The last time I went to this gem in the rough, was during a “B” roll shoot about three years ago. I’m not sure if it’s because that whole period is somewhat of a blur to me, but I didn’t remember the food…that is, until Migui and I passed it the other day, and made a point of a return visit. Founded in 1868 and home to the Spanish Benevolent Society, La Nacional is a cozy, rustic, yet charming restaurant/club that you could easily walk right past. This past Monday, Migui and I decided to brave the elements, and make the pilgrimage.
The dining room is softly lit with autographed prints of matadors and such on the walls. We decided to order up some nice warm soup to help ward off the chill of the day. I ordered the Sopa de Ajo (garlic soup), and Migs ordered the Caldo Gallego because she wanted to see if it was as good as her mom’s.
This version of Sopa de Ajo was absolutely delicious, with a rich broth, pieces of soaked bread, a beaten egg, and of course, plenty of garlic. I could have been quite happy just making this lunch, but where would that leave this blog?
Migui’s Caldo was equally amazing, thickened with white beans and potato cubes, scented with smoke from the ham, and delicately flavored with the greens. Again, exactly what the doctor ordered on a chilly day.

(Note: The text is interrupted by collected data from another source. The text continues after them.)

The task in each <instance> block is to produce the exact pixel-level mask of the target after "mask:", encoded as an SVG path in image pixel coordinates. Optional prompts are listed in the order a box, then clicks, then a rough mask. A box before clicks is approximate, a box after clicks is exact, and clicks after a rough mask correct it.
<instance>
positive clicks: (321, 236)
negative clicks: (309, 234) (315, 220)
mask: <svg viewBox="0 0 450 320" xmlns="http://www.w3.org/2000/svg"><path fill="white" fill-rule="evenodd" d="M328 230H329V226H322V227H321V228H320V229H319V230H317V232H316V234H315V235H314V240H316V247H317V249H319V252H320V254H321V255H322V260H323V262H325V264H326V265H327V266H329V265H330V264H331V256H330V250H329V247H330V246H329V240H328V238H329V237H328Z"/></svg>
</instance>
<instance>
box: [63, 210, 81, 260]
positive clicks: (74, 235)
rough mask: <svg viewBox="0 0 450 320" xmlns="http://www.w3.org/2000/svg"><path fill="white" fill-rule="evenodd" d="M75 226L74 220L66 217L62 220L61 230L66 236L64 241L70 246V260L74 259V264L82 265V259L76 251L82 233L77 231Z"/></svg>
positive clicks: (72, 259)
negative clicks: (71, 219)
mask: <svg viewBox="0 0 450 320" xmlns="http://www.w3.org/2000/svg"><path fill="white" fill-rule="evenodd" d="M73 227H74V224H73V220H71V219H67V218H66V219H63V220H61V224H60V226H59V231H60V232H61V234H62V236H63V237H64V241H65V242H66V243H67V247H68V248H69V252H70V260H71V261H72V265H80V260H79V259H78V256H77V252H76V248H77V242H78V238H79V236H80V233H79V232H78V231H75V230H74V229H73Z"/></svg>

We decided to order a few different tapas, deciding on the traditional tortilla Espanola, Gambas al Ajillo (shrimp in garlic sauce), Pulpo a lo Gallego (octopus with paprika and olive oil), patatas bravas (spicy potatoes), and a meat and cheese plate. The verdict? The tortilla was the best I have ever had, here or in Spain, the texture is difficult to describe, almost is if it had been shredded, the eggs set, but not dry.
The Gambas were also devine, perfectly perfumed with sauteed garlic that had been rendered almost sweet. The olive oil fragrant and fruity, and the sauce literally cried out for a piece of crusty bread for mopping up!
The meat and cheese platter , or El Campero, was a delightful choice with slices of chorizo, serrano, and manchego…add a glass of red Rioja, and I’m good to go!
The potatoes and the pulpo failed to bring raves. Although the pulpo was tender, it was underseasoned, and the dish could have benefited from some crushed red pepper flakes , a bit of garlic, or even some hot or smoked paprika. It left me bland, while the potatoes just confused me. Cubed and fried, they were served with what was supposed to be a spicy tomato sauce (it wasn’t) and mayonnaise….I’ll pass.
As good as most of our dishes had been, absolutely nothing could have prepared me for what happened next: The Paella de la Casa (the house paella)…one word:UNBELIEVABLE. No exaggeration. Short grained rice, perfectly cooked in a paella pan that made a delectable crust around the rim and the bottom, nestling tiny cockles, mussels, and clams which were sweet as an ocean breeze, chunks of braised chicken, and garnished with roasted red peppers and peas.
By now, I was so full my nose was stuffed, but we ordered Crema Catalana (delicious), the Flan (very traditional), and the Budin de Pan (comfort food). You can rest assured that it will not be three years before I return to this place…and its easy on the purse, too!